The statutory value-added tax is not included in our prices; it will be shown separately at the statutory rate on the day of invoicing.
The deduction of a discount requires a special written agreement.
The customer is obliged to pay our remuneration net (without deduction) within 7 days of the invoice date. If the customer is in default of payment, we shall be entitled to demand default interest in the amount of 8 % above the respective base interest rate. The assertion of further damage caused by default remains unaffected by this.
The customer shall only be entitled to set-off rights if his counterclaims have been legally established, are undisputed or have been recognised by us. Furthermore, he is only entitled to exercise a right of retention insofar as his counterclaim is based on the same contractual relationship.
– In addition, all rights of retention vis-à-vis us – irrespective of the legal relationship – are excluded in commercial transactions. The rights of the customer are only assignable with our written consent.
§ 4 Delivery time
If a period for the execution of the order by us is specified or agreed with the customer, this period shall commence upon receipt of our order confirmation, but not before receipt of all documents, approvals, releases or other information to be procured by the customer for the execution of the order, in particular not before clarification of all technical questions.
Insofar as we are prevented from timely fulfilment of the contract due to special circumstances such as lack of energy, traffic disruptions, strikes, lockouts, unforeseen technical difficulties, delays due to inspection and approval procedures under customs or export control law or other procurement, manufacturing or delivery disruptions which lie outside our area of responsibility and which demonstrably have a considerable influence on our fulfilment of the obligation to perform, the delivery period for the execution of the order shall be extended by the respective period of time between the occurrence and the elimination of the obstacle. This shall also apply if circumstances occur at our suppliers or subcontractors. In the event of an impediment to performance, we undertake to notify the customer immediately of both the occurrence and the elimination of the impediment. The agreement of the reservation of self-delivery in accordance with § 2 clause 4 is not shall not be affected by the two preceding paragraphs. If we are in default of delivery for reasons for which we are responsible, the customer shall be entitled to demand a lump-sum compensation for default in the amount of 1% of the delivery value for each full week of default, up to a maximum of 5%. Any further claim for damages shall be excluded unless the damage is foreseeable and typical.
§ 5 Transfer of risk
Unless otherwise agreed in writing, the risk of accidental loss or accidental deterioration of the goods shall pass to the customer upon handover or, if shipment is desired, upon delivery of the goods to the forwarding agent, the carrier or any other person or institution designated to carry out the shipment.
If the customer is in default of acceptance or violates other obligations to cooperate, we shall be entitled to demand compensation for the damage incurred by us, including any additional expenses. In this case, the risk of accidental loss or accidental deterioration of the object of sale shall also pass to the customer at the time at which he defaults in acceptance.

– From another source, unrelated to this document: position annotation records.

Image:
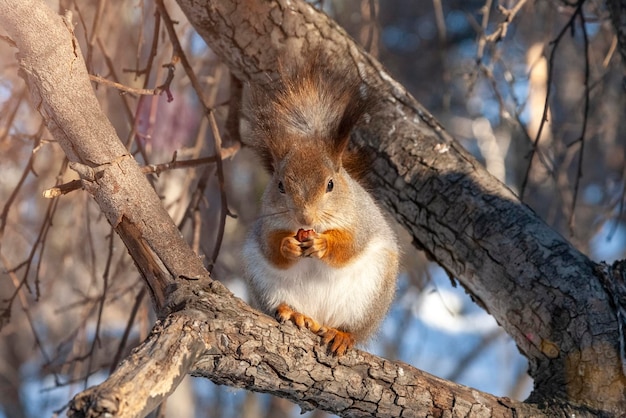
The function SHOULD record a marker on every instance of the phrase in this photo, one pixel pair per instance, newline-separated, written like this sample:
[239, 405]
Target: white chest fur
[334, 297]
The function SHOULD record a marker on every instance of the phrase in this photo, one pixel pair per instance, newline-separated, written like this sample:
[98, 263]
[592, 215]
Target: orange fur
[282, 249]
[335, 247]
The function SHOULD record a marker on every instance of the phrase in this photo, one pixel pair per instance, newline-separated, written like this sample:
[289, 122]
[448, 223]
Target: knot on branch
[613, 280]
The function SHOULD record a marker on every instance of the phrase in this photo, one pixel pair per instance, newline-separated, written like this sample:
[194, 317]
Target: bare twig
[568, 26]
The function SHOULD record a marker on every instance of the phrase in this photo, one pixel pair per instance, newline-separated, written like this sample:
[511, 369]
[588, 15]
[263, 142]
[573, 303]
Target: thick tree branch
[55, 73]
[544, 292]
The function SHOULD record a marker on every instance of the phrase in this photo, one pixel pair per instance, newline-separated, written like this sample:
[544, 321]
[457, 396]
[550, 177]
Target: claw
[339, 341]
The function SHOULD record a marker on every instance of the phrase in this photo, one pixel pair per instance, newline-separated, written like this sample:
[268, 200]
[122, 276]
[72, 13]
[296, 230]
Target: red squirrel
[321, 253]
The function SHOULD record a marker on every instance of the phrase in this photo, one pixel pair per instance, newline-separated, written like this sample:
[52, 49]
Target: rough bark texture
[618, 16]
[55, 73]
[544, 292]
[550, 298]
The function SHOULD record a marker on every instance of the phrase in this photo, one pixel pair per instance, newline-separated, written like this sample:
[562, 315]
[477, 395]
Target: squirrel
[321, 254]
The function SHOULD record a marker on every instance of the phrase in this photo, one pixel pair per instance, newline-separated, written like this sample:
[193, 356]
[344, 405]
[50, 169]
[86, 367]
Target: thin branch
[126, 89]
[555, 43]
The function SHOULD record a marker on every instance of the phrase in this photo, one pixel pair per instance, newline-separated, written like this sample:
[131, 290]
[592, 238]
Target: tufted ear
[311, 104]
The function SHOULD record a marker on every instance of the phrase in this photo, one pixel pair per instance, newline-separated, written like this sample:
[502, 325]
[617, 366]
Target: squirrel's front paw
[290, 248]
[314, 246]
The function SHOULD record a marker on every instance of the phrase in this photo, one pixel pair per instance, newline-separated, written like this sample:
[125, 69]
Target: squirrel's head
[310, 187]
[301, 128]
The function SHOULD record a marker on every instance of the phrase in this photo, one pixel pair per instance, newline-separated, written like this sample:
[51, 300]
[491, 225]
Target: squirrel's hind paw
[284, 313]
[340, 341]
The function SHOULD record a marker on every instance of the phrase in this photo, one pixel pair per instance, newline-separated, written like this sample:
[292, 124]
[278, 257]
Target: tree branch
[544, 293]
[470, 223]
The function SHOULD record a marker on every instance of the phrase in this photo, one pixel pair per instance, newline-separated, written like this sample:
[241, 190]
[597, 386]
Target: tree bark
[550, 298]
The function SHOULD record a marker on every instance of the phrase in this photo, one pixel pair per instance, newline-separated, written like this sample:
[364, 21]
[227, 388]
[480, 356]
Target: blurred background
[71, 301]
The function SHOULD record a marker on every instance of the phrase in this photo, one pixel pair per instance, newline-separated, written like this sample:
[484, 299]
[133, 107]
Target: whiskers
[332, 220]
[268, 215]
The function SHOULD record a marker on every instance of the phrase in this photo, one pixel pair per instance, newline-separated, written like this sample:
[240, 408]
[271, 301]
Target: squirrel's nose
[306, 218]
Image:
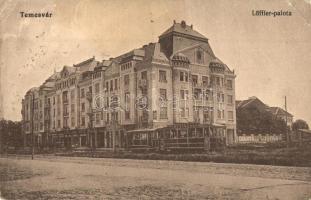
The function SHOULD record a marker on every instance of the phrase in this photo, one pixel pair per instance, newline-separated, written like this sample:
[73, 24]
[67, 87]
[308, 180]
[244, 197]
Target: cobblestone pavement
[51, 177]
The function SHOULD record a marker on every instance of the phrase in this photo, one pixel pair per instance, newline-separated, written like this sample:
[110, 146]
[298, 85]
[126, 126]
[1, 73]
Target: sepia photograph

§ 6 Cooperation of the Purchaser
The customer shall provide us with a contact person and a postal and e-mail address at which the contact person can be reached. This contact person must be authorised by the customer to make the decisions required within the framework of the order processing or to bring about such decisions without delay. Likewise, we shall name a contact person for the customer who can make the decisions required for the processing of the order or bring them about without delay.
If no contact person has been named in a separate form, the authorised representative of the customer listed in the order shall be deemed to be the contact person regulated in accordance with section 1.